First, an admission. There was a time when, as a young teenager, this Gorilla lived in Camberwell.

Having grown up on the rough streets of North Melbourne, playing street soccer and dodging ‘winos’, Camberwell came as a shock to the system. I had to get my head around the – how to describe it – unrelenting niceness.

There were distractions that prevented me from going into a vanilla coma: selling The Herald at Camberwell Junction, skateboarding in the forecourt at the Civic Centre, and ducking up the road to the local footy ground to watch VFA players like ‘Happy’ Hammond and ‘Squeaker’ Stevenson strut their stuff for the Cobras.

The only other time I’ve been to the Camberwell footy ground since was as a player, when I nearly came to blows with the Old Scotch captain in the after-match function, after he made some inappropriate comments in front of some young women (but that’s another story).

Anyway, my recollection of the ground was that it was compact, round and slightly heavy underfoot, and that to win there a team needed to do well in the clinches and control the play in the centre corridor.

The Reserves must have done alright on that front, getting to within a couple of kicks in the final quarter against last year’s grand finalist before going down by 20 points. It was good to see some familiar faces – B Clayton, Pyers, Megennis and J Butler – taking the field for the first time this season. Our talls seemed to be our best performers, which is encouraging.

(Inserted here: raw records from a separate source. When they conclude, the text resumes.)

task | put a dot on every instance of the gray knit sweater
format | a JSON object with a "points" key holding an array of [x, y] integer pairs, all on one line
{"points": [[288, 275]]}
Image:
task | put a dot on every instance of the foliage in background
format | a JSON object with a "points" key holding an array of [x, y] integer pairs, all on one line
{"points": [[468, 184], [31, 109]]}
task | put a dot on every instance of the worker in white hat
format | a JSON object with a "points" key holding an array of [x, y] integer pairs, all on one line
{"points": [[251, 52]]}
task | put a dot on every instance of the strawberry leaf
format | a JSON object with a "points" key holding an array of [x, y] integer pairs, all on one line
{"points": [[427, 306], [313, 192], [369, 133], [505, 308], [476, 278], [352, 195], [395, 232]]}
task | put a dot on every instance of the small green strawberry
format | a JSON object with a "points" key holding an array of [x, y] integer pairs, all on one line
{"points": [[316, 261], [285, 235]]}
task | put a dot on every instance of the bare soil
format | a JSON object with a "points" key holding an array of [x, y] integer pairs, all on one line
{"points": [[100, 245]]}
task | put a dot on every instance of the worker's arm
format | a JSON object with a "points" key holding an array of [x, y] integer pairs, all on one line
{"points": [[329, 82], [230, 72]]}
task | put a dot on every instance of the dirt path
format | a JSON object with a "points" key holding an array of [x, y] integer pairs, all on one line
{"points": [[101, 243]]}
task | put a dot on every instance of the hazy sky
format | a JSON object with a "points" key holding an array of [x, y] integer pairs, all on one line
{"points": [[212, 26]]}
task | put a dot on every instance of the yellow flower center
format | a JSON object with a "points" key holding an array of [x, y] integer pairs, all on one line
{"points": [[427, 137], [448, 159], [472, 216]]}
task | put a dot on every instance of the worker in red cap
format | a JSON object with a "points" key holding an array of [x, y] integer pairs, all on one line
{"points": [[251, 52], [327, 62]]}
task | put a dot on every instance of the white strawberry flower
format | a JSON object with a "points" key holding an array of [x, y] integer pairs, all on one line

Before the main game I overheard senior coach Travis Ronaldson urging the Roys to “take the game up to these blokes’’, and that’s exactly what they did in the first term.

Great tackling, harassing and physicality had the Scotch Finger Biscuits crumbling and fumbling under pressure early. It was never more evident than late in the first quarter, when Laidlaw produced my highlight of the day: he left his man to spoil, then chased down an opponent to lay a tackle, bounced to his feel to smother a kick, laid a bump and then tackled his opponent across the boundary line. Stirring repeat-effort stuff. 

Would have been great to see three or four teammates get over and pat him on the back or ruffle his hair. Nobody did. 

Fitzroy led 22–11 at the first change, let Scotch come back into the contest to dominate the second term, and then ramped up the pressure again in the third to have the game evenly poised at the final change.

The result hung in the balance for another 10 minutes until a crucial free kick went against the Roys just when it looked like we had taken a mark and would goal from 25 metres out.

This zapped momentum and not only led to a goal at the other end, but also opened the floodgates for Scotch to pile on a string of unanswered goals. The final margin blew out to 59 points.

The Roys backline, led by Lowry and Seakins, performed admirably, while McKay, Kewell and Davie tried hard through the midfield. Most encouragingly, our two best performers were probably our two youngest: Staples and Ramshaw.

Like last week, it was a brutal way to lose, albeit for a different reason.

This week it would be easy to say that Fitzroy got the rough end of the pineapple with marginal umpiring calls all day. Or that Fitzroy might have scraped over the line if it wasn’t missing a few important players. Or that the scoreboard didn’t tell the story.

The reality is that Fitzroy failed to win because of a lack of discipline. Because it conceded too many 50-metre penalties. Because it didn’t produce what was required for four quarters. Because it had too many quiet players and too many who played in patches. Because it is learning the composure and concentration required to play at Premier level.

So far we have had two games we could have won, but didn’t. Fixing those issues will give the Roys the best chance to open their account when they host Old Xaverians in the Anzac round match at Brunswick Street Oval on Saturday afternoon.